Mises não precisava dos direitos naturais para derivar estes elementos. Utilitarista como era entendia que estes direitos causavam a maior prosperidade e felicidade ao maior número possível de pessoas o que legitimava a sua utilização. Qual é para LvMises o papel do Estado? Vou citar “O Liberalismo não é anarquismo, nem tem absolutamente nada a ver com anarquismo. O liberal entende claramente que, sem recorrer à compulsão, a existência da sociedade estaria ameaçada e que, por detrás das regras de conduta cuja observância é necessária para assegurar a cooperação humana pacífica, deve estar a ameaça da força dado que a sociedade não deve ficar continuamente à mercê de qualquer um dos seus membros. É preciso ter meios para obrigar a(s) pessoa(s) que não respeitam a vida, a saúde, a liberdade pessoal ou a propriedade privada dos outros a aceitar as regras da vida em sociedade. Esta é a função que a doutrina liberal atribui ao Estado: a protecção da propriedade, da liberdade e da paz”. LvMises - Liberalism In The Classical Tradition [ pp 37 ]

Bom, um homem como LvMises não será um perigoso socialista não é ! 

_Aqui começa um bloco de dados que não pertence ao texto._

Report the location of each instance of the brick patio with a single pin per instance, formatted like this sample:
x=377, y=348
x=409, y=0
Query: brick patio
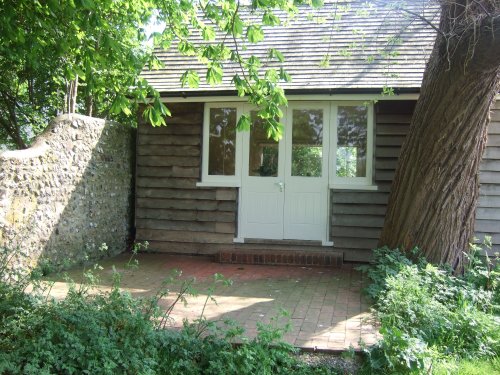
x=327, y=310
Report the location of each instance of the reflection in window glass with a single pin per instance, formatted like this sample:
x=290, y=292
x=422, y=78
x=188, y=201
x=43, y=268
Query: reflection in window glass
x=352, y=126
x=307, y=142
x=263, y=157
x=222, y=141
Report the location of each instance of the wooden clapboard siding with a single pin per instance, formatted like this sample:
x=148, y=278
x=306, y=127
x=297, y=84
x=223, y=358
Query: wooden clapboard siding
x=358, y=216
x=488, y=210
x=170, y=209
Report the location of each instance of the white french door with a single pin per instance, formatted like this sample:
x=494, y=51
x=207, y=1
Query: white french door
x=284, y=191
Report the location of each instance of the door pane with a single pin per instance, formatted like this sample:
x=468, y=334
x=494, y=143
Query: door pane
x=307, y=142
x=352, y=126
x=263, y=157
x=222, y=141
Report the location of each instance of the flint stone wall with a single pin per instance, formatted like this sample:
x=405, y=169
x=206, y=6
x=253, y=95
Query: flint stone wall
x=68, y=194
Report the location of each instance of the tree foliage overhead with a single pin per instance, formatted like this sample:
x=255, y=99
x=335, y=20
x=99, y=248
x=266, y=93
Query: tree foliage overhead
x=86, y=56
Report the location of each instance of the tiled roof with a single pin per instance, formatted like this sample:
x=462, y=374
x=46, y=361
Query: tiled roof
x=359, y=45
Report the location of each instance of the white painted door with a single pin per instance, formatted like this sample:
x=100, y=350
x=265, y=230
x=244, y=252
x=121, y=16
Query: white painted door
x=285, y=184
x=306, y=172
x=262, y=190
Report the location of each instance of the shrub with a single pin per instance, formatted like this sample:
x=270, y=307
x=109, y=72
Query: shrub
x=428, y=315
x=110, y=333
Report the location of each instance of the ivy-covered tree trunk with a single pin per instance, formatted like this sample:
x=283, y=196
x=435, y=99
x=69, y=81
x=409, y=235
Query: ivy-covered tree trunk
x=435, y=190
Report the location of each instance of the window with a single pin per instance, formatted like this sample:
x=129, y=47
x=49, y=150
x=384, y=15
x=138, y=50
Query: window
x=353, y=151
x=263, y=151
x=221, y=143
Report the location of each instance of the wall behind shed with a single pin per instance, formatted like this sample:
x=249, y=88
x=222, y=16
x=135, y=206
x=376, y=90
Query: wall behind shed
x=172, y=213
x=64, y=197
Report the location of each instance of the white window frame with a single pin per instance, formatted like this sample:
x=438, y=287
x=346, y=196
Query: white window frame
x=351, y=183
x=347, y=183
x=220, y=180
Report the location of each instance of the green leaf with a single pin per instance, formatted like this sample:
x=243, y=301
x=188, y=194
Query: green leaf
x=255, y=34
x=191, y=78
x=244, y=123
x=237, y=26
x=269, y=19
x=214, y=74
x=275, y=54
x=208, y=33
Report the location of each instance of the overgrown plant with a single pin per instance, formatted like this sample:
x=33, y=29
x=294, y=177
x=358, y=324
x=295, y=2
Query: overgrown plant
x=429, y=315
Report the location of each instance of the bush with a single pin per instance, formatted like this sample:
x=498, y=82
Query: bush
x=429, y=315
x=110, y=333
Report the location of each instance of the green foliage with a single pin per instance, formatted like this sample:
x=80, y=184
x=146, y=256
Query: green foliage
x=428, y=315
x=112, y=332
x=100, y=46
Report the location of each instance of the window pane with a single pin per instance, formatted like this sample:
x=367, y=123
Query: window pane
x=307, y=142
x=352, y=126
x=263, y=157
x=222, y=141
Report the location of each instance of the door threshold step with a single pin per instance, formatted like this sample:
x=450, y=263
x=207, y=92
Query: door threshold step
x=303, y=257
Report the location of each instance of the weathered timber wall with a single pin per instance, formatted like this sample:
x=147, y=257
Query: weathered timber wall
x=71, y=192
x=488, y=210
x=358, y=216
x=172, y=213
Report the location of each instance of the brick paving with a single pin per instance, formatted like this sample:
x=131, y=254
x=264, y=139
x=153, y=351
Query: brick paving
x=326, y=309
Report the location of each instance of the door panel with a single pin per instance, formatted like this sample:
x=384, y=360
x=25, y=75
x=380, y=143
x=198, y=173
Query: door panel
x=305, y=206
x=284, y=184
x=262, y=193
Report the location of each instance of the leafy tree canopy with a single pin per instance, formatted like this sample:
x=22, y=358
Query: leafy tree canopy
x=54, y=52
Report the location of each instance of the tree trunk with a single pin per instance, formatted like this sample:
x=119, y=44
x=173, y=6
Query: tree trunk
x=435, y=189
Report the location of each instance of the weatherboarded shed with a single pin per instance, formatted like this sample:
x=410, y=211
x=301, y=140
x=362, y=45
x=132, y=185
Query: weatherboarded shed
x=203, y=187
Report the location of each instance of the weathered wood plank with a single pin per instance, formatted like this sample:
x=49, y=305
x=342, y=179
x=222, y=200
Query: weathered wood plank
x=193, y=172
x=185, y=215
x=175, y=193
x=359, y=197
x=357, y=232
x=488, y=213
x=493, y=140
x=392, y=129
x=389, y=140
x=490, y=201
x=387, y=152
x=187, y=204
x=490, y=165
x=386, y=163
x=161, y=150
x=393, y=119
x=191, y=226
x=166, y=161
x=225, y=228
x=489, y=177
x=494, y=127
x=167, y=140
x=355, y=243
x=489, y=190
x=225, y=194
x=358, y=221
x=355, y=255
x=492, y=153
x=188, y=123
x=358, y=209
x=183, y=236
x=160, y=182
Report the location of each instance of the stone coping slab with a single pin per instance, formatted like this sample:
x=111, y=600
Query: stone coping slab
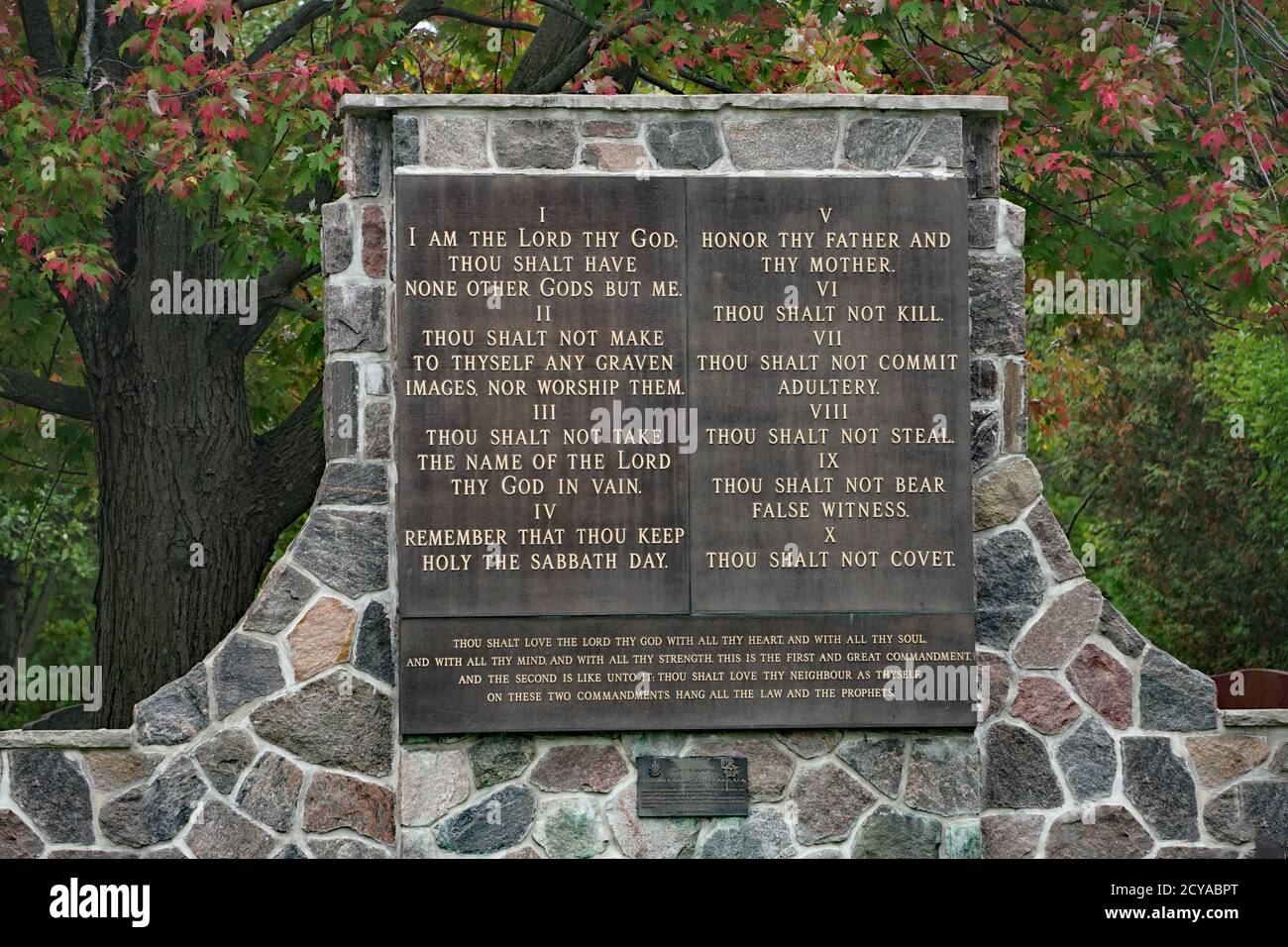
x=65, y=740
x=677, y=103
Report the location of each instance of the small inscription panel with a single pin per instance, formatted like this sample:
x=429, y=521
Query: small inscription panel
x=692, y=787
x=468, y=676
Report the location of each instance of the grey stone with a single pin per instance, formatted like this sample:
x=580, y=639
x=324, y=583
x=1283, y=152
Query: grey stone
x=347, y=549
x=997, y=304
x=375, y=427
x=580, y=768
x=684, y=144
x=1196, y=852
x=533, y=142
x=336, y=237
x=224, y=758
x=1175, y=697
x=964, y=840
x=279, y=602
x=940, y=145
x=333, y=722
x=1111, y=832
x=944, y=776
x=982, y=224
x=456, y=142
x=490, y=825
x=158, y=810
x=498, y=758
x=1013, y=223
x=1018, y=771
x=828, y=801
x=17, y=840
x=1010, y=836
x=571, y=828
x=1052, y=543
x=1247, y=810
x=1119, y=630
x=406, y=141
x=356, y=318
x=220, y=832
x=983, y=379
x=984, y=437
x=270, y=791
x=880, y=142
x=340, y=397
x=1090, y=762
x=346, y=849
x=430, y=784
x=980, y=134
x=1063, y=626
x=609, y=128
x=353, y=483
x=1160, y=788
x=365, y=150
x=1009, y=586
x=648, y=838
x=764, y=834
x=614, y=157
x=892, y=834
x=810, y=744
x=174, y=714
x=244, y=671
x=1016, y=408
x=791, y=144
x=374, y=652
x=880, y=762
x=53, y=792
x=375, y=379
x=1279, y=762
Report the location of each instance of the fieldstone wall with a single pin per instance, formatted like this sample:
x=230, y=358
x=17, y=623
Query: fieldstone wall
x=283, y=741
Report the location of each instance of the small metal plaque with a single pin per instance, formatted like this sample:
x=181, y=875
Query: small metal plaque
x=692, y=787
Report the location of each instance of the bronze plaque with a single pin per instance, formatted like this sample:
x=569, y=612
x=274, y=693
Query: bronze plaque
x=682, y=453
x=532, y=333
x=692, y=787
x=829, y=373
x=471, y=676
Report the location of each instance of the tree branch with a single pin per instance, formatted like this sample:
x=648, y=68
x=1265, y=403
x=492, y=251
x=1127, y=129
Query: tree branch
x=483, y=21
x=290, y=459
x=55, y=397
x=42, y=39
x=660, y=82
x=283, y=31
x=558, y=52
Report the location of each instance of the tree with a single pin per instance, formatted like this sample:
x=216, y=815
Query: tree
x=151, y=137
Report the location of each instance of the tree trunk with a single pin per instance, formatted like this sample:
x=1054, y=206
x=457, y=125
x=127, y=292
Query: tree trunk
x=189, y=504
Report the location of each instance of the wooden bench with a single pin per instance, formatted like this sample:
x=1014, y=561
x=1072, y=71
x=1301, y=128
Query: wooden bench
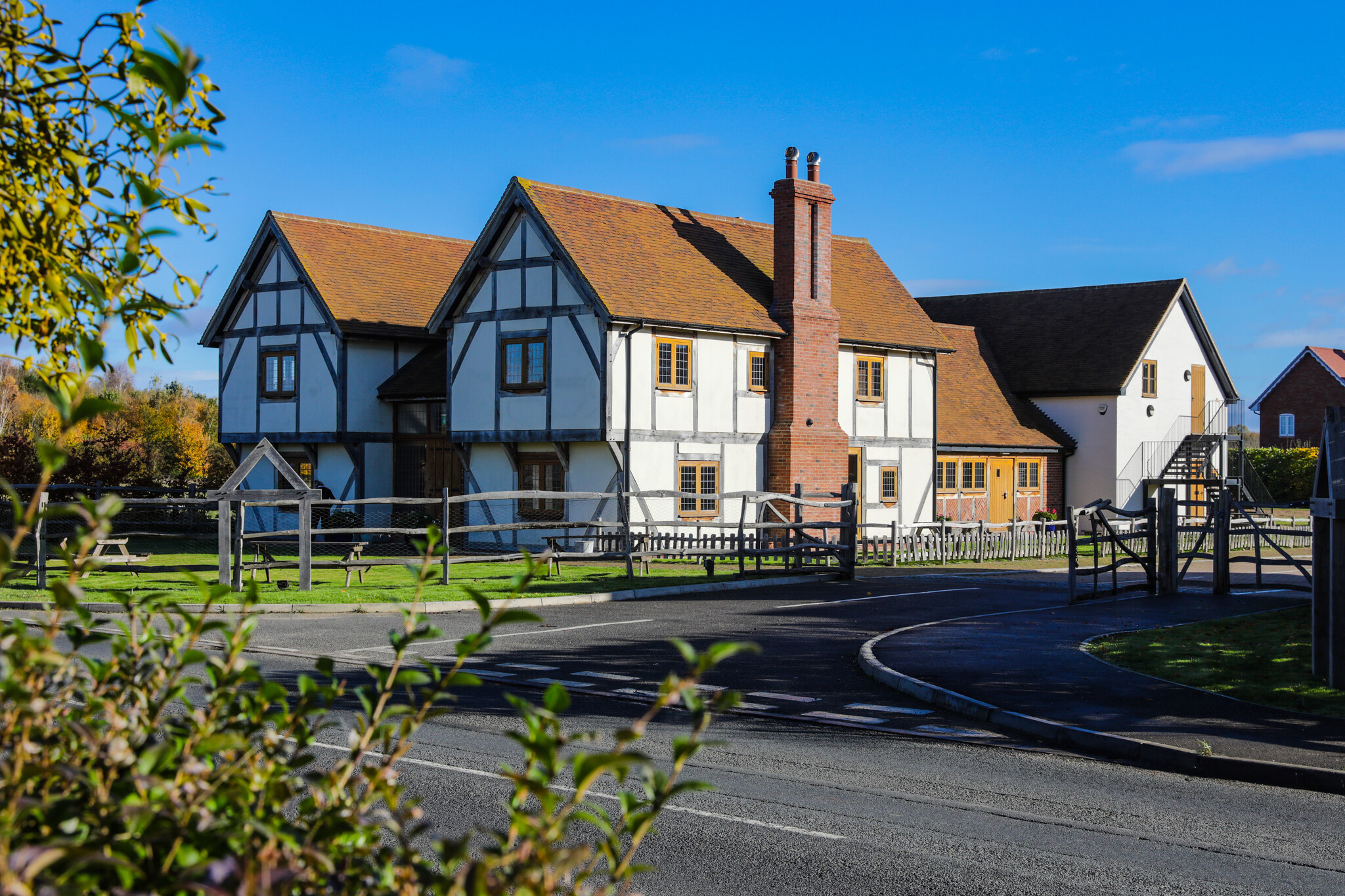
x=114, y=559
x=353, y=557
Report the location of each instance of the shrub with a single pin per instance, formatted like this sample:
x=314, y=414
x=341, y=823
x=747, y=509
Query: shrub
x=165, y=762
x=1287, y=473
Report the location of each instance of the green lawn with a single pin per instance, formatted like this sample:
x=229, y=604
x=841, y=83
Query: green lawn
x=1264, y=658
x=385, y=584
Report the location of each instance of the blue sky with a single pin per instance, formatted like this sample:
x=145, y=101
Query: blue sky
x=978, y=147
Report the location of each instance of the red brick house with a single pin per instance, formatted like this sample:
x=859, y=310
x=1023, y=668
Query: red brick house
x=1293, y=405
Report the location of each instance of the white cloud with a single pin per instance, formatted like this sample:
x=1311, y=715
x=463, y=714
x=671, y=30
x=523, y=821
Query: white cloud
x=423, y=70
x=1228, y=268
x=667, y=142
x=946, y=286
x=1173, y=159
x=1304, y=336
x=1157, y=123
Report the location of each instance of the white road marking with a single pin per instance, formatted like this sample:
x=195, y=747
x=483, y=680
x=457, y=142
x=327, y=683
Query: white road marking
x=841, y=716
x=516, y=634
x=873, y=707
x=478, y=773
x=563, y=681
x=961, y=733
x=876, y=597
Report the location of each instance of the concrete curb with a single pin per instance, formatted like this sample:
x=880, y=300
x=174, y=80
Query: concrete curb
x=451, y=606
x=1188, y=762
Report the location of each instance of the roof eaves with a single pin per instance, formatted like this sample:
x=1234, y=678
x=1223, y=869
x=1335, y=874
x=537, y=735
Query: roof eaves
x=227, y=300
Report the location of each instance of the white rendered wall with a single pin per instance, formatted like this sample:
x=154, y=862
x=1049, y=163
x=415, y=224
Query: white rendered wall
x=1176, y=349
x=368, y=364
x=1091, y=471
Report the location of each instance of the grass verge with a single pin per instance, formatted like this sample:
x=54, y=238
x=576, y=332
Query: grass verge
x=1265, y=658
x=389, y=584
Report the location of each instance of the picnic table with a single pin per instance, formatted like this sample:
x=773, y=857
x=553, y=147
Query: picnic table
x=114, y=559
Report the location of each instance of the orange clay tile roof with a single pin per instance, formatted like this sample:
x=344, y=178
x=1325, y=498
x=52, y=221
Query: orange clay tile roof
x=373, y=277
x=677, y=267
x=975, y=406
x=1332, y=358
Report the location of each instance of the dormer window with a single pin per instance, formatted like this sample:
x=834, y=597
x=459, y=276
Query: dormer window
x=523, y=363
x=278, y=373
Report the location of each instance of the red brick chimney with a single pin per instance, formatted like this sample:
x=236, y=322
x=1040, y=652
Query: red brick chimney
x=806, y=442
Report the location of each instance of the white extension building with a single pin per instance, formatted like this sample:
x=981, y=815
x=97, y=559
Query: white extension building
x=1128, y=370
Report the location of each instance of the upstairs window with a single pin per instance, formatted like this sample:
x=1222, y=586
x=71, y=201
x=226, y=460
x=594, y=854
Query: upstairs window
x=868, y=378
x=674, y=363
x=1029, y=475
x=888, y=485
x=278, y=373
x=946, y=476
x=523, y=363
x=759, y=377
x=697, y=479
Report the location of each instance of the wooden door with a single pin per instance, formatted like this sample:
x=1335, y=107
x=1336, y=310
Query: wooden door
x=857, y=479
x=1197, y=398
x=1000, y=485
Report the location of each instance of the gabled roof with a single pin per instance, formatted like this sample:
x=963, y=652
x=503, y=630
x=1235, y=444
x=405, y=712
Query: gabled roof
x=1082, y=340
x=665, y=265
x=977, y=408
x=1333, y=359
x=423, y=377
x=374, y=281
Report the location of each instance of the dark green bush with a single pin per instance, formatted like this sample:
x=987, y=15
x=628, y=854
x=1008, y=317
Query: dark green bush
x=1286, y=472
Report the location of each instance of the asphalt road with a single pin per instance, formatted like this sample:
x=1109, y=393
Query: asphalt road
x=818, y=805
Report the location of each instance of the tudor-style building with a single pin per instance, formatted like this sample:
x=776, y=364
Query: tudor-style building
x=1129, y=371
x=1294, y=405
x=583, y=332
x=317, y=317
x=736, y=355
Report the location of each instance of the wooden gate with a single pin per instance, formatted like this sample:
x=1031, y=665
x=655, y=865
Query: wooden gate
x=1113, y=539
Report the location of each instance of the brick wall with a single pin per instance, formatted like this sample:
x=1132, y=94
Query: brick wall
x=1306, y=391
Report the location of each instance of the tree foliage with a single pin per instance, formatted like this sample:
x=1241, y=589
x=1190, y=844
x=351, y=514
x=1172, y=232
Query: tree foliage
x=1286, y=472
x=162, y=436
x=91, y=135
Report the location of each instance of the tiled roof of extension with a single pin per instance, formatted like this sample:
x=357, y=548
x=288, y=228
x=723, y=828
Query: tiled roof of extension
x=975, y=405
x=423, y=377
x=677, y=267
x=373, y=278
x=1082, y=340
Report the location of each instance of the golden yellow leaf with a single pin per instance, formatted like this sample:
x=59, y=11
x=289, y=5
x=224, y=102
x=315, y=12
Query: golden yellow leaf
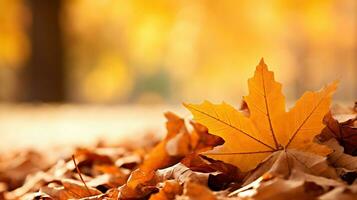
x=269, y=128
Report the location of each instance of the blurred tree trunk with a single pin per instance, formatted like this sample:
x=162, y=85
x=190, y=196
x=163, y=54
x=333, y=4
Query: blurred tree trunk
x=44, y=76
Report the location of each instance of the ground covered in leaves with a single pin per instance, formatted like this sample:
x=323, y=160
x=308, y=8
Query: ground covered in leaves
x=257, y=152
x=173, y=169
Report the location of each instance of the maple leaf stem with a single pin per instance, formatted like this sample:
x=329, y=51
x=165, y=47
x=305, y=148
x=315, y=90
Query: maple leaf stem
x=302, y=124
x=268, y=113
x=80, y=175
x=223, y=122
x=233, y=153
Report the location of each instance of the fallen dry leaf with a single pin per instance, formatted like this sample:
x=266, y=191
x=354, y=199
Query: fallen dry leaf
x=344, y=132
x=248, y=140
x=172, y=148
x=170, y=189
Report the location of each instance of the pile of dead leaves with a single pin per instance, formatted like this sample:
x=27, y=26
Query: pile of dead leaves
x=260, y=151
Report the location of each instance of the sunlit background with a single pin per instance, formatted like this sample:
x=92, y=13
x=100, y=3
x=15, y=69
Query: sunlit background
x=164, y=52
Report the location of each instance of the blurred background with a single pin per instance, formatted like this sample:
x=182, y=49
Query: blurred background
x=164, y=52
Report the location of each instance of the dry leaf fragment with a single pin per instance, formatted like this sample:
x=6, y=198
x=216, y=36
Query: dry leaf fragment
x=70, y=189
x=140, y=184
x=269, y=127
x=170, y=189
x=282, y=163
x=201, y=140
x=182, y=174
x=172, y=148
x=344, y=132
x=341, y=193
x=196, y=191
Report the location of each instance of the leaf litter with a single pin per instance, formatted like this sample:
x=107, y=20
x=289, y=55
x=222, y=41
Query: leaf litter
x=260, y=151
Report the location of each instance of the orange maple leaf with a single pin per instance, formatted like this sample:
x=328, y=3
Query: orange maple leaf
x=269, y=128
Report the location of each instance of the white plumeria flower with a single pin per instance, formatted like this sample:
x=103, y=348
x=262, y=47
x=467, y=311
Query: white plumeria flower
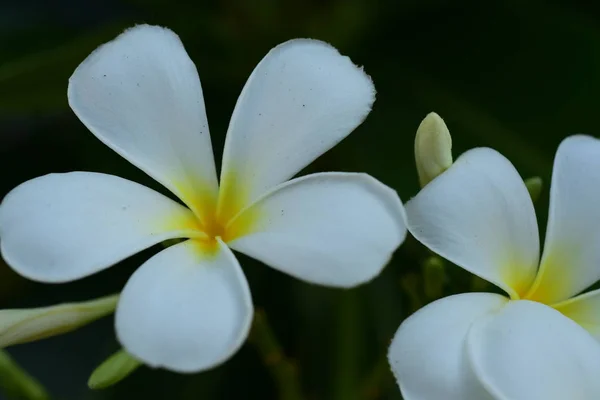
x=540, y=342
x=189, y=308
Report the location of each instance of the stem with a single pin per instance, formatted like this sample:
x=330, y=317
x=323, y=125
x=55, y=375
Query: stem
x=282, y=369
x=17, y=382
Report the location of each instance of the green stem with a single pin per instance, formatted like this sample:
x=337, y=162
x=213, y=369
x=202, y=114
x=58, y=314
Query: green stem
x=376, y=383
x=17, y=382
x=282, y=369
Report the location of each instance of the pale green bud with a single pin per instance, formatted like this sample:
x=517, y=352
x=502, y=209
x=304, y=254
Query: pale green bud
x=113, y=369
x=27, y=325
x=433, y=148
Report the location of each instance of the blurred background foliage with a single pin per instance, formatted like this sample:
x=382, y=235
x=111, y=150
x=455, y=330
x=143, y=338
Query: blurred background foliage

O que Mises diz, [NOTA: o texto que referes do Prof .Rui Albuquerque diz isso mesmo também, por exemplo “Foram os liberais que inventaram o estado contemporâneo, o que se sustenta sobre os pilares da lei e da constituição,[…] Porque, segundo ele, só uma entidade que lhes fosse superior poderia assegurar os seus direitos fundamentais à vida, à propriedade e à segurança. Em suma, a liberdade.”, ] é que o Estado tem um papel de defesa das liberdades e que essa defesa é o garante da sua existência, pois de outra forma não poderíamos desfrutar delas plenamente. Podemos e devemos perceber o seu poder, desconfiar do seu uso e acções. Temos de estar em permanente desconfiança perante a suas capacidades coercivas, a sua maquinaria da força mas temos de o entender como um garante último. Não me choca assim que a IL apele ao estado, ainda mais numa situação de total excepcionalidade, nunca vivida pela nossa geração e onde, por um motivo de precaução extrema e da defesa da vida em sociedade, perante este desconhecido, temos de ter o maior cuidado. 

Fará então sentido que desfrutes desta tua liberdade individual de forma que dizes, isto é numa situação de excepção onde devido a particularidade da crise, as tuas acções podem por em causa o direito à vida do outro? não estará, na situação presente, o teu direito à liberdade a colidir com o direito à liberdade do outro? Penso que sim, mas também entendo que tens a liberdade de romper essa quarentena, de agir em forma de desobediência civil. Terás é que garantidamente estar preparado para as suas consequências sociais. Essa liberdade só é valida se fores responsável pelos teus actos. 

Este texto já vai longo. Gostaria de abordar a questão da informação, do controle da mesma pelo estado e de como esta sociedade no sec. XXI é ao mesmo tempo a que maior potencial tem de opressão e, ao mesmo tempo de liberdade. Uma contradição? Nem por isso… guardarei para outro post esta minha reflexão. 

Concluo. O liberalismo é amplo e heterogéneo. Nele encontramos desde os que defendem a liberdade de forma negativa aos que a defendem de forma positiva. Podemos aderir mais a uns que outros, podemos ser críticos radicais de uns e menos de outros, mas somos todos liberais desde que entendamos que a liberdade individual e a propriedade privada, são os alicerces de uma filosofia politica onde o individuo está no centro de toda a acção num mundo mais justo e melhor para todos.

Um partido político liberal terá necessariamente que fazer enormes concessões e criar desaguisados entre os seus membros pela natureza da doutrina liberal de desconfiança do poder. Cabe a cada um de nós contribuir para que ele rume no sentido do porto que queremos. Ou então ficar de fora a ver navio partir para aventura que é ajudar a construir o liberalismo em Portugal.  Ambas as posições são perfeitamente legitimas.